Pues bien, sin querer negarle voluntarismo alguno y capacidad para sorprender por abrir un camino diferente a sus antecesores y en el que el president renuncia a su liderazgo para encontrar una solución al conflicto, cuesta mucho pensar que no tenemos ante nosotros una maniobra de distracción que no lleva a destino alguno. No lleva, obviamente, a un referéndum de autodeterminación, ya que el Estado y los partidos españolistas han explicado sus líneas rojas. No lleva a conocer la opinión de los catalanes, eso fue el 9-N y las consecuencias judiciales y económicas aún se arrastran por más de un tribunal. Tampoco parece que quiera desembocar en un nuevo Estatut, puesto que para ello no debe hacer falta un consejo académico. Dudo que busque un pacto fiscal o concierto económico, ya que tampoco es tarea de constitucionalistas y politólogos. Entonces, ¿a dónde conduce la propuesta de un acuerdo de claridad y con quién pretende acordarla el Govern?

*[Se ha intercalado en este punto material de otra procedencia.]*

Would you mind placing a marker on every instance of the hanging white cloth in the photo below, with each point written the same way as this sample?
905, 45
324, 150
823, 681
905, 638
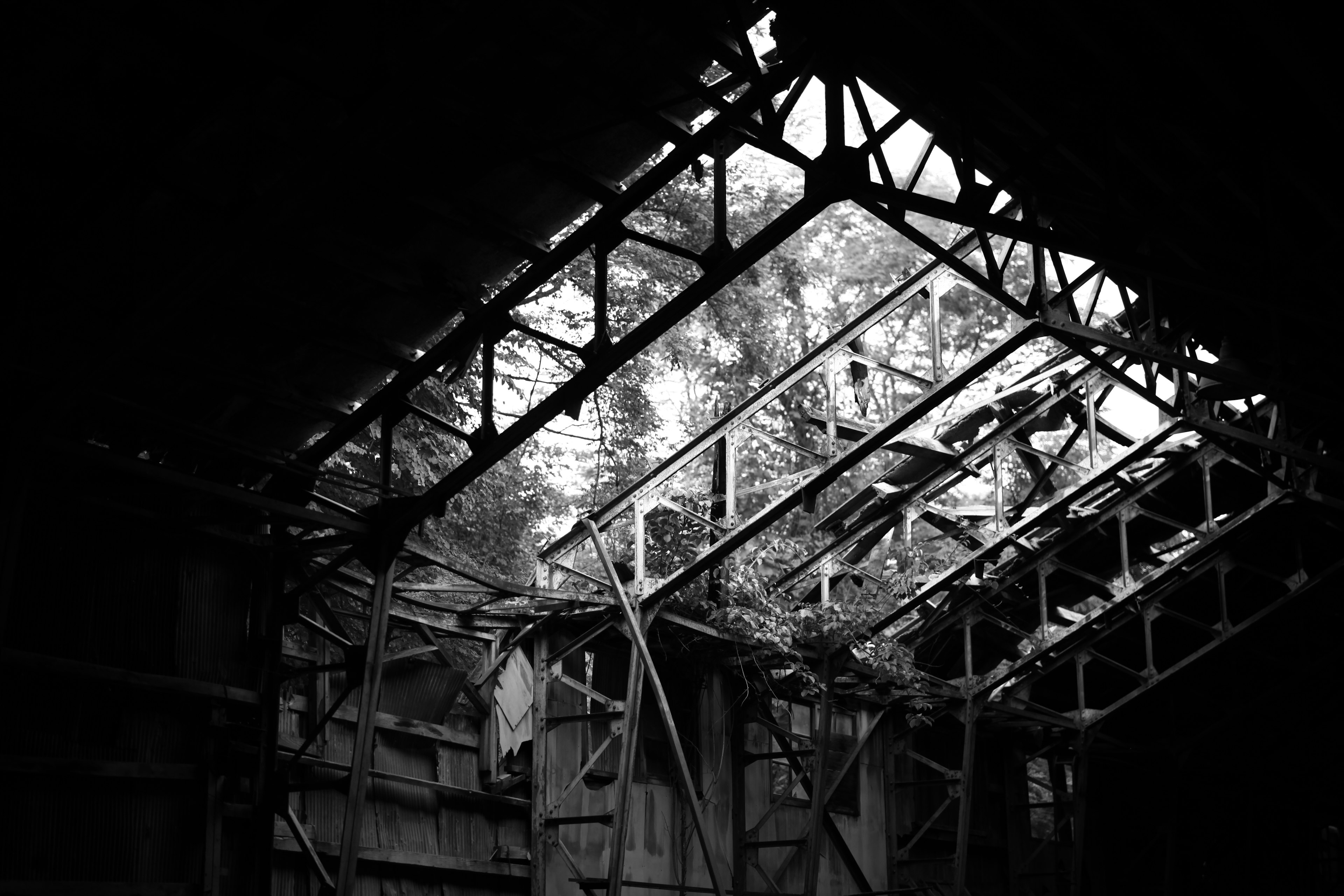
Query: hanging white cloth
514, 703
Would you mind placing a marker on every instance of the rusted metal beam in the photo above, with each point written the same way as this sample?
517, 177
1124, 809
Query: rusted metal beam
668, 722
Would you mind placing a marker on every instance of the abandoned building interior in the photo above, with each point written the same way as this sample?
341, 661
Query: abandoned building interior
249, 236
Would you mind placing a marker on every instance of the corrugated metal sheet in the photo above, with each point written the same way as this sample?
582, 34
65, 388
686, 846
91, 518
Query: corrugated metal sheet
421, 690
216, 586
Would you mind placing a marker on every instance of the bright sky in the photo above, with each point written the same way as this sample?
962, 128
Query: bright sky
806, 131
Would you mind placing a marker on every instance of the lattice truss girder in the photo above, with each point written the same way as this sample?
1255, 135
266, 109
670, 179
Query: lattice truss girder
1148, 582
1156, 556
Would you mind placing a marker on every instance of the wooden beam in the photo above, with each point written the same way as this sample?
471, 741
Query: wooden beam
306, 847
138, 680
406, 859
144, 469
65, 768
668, 723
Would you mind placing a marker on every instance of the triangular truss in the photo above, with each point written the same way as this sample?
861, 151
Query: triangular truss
1140, 534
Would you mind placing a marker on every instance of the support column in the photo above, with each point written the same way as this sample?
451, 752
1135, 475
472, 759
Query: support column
737, 746
625, 771
268, 794
541, 770
819, 771
968, 760
362, 755
1080, 813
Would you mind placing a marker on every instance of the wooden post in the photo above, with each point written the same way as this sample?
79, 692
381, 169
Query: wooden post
1018, 813
891, 817
488, 751
819, 774
362, 754
683, 771
737, 745
541, 770
625, 771
936, 335
271, 616
968, 761
214, 813
1080, 813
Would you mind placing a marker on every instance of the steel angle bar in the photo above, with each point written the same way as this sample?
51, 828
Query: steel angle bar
978, 455
1100, 622
537, 274
761, 398
1100, 480
592, 377
1279, 447
1046, 554
691, 515
1181, 664
1167, 358
828, 473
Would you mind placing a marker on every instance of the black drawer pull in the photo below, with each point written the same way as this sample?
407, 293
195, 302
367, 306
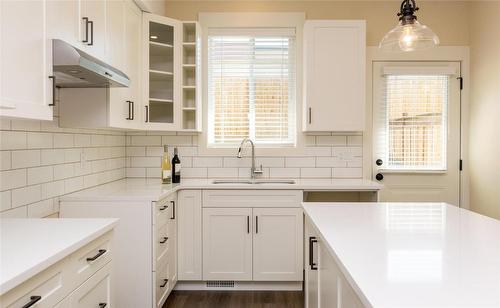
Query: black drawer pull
100, 253
165, 281
33, 300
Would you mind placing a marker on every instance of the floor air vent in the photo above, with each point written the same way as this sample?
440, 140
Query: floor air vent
220, 284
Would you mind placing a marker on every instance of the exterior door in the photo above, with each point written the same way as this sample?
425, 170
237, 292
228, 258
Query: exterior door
416, 130
277, 244
227, 244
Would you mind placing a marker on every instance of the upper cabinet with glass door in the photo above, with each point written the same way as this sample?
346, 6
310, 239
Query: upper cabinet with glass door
162, 74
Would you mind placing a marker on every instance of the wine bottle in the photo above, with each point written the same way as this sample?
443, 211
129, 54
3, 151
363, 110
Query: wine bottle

Se corre el riesgo de perder el hilo del problema: hay un conflicto entre Catalunya y España, reconocido por casi todas las partes. Y otro segundo sí: más allá de que las encuestas dicen que el apoyo al 'sí' en un referéndum de independencia ha caído por debajo del 'no', es ese mecanismo binario el que desea más del 70% de la ciudadanía de Catalunya, según el Centre d'Estudis d'Opinió (CEO), lo más parecido al CIS que tiene Catalunya. Pensar que un consejo académico debe ser el que aporte la solución al conflicto político es dejar la responsabilidad en manos de quienes no pueden hacer nada. La aparente voluntad de ampliar el consenso debe tener una base sólida y esta solo puede ser fruto de un acuerdo político.

Voy a ser más claro, el mayor incremento de autonomía desde 1979, cuando se aprobó el Estatut, no ha sido fruto del segundo Estatut de 2006, que declaró inconstitucional el TC y, que se sepa, la Constitución española sigue siendo la misma. Fue fruto de que Convergència i Unió exprimió al máximo el acuerdo con el PP para la investidura de José María Aznar, en 1996, en aquel denostado Pacto del Majestic, que valdría la pena que sus detractores lo leyeran para saber de qué hablan. Claro que Pujol humilló a Aznar y tuvo que pagar un alto peaje para llegar a la Moncloa. Esa es la única fórmula realista para modificar con acuerdo el curso político de la historia. Los demás intentos para intentar convencer más allá del Ebre de las bondades de las propuestas formuladas desde Catalunya están condenadas al fracaso.

Decía Séneca, el escritor, filósofo y político de la Córdoba romana, que para quien no sabe a qué puerto se dirige, ningún viento le va bastante bien. Y que, en cambio, a quien sabe hacia dónde va, todos los vientos le son favorables. El problema es que, seguramente, desde 2017 esta pregunta no tiene una respuesta. Al menos clara. Y mucho menos acordada.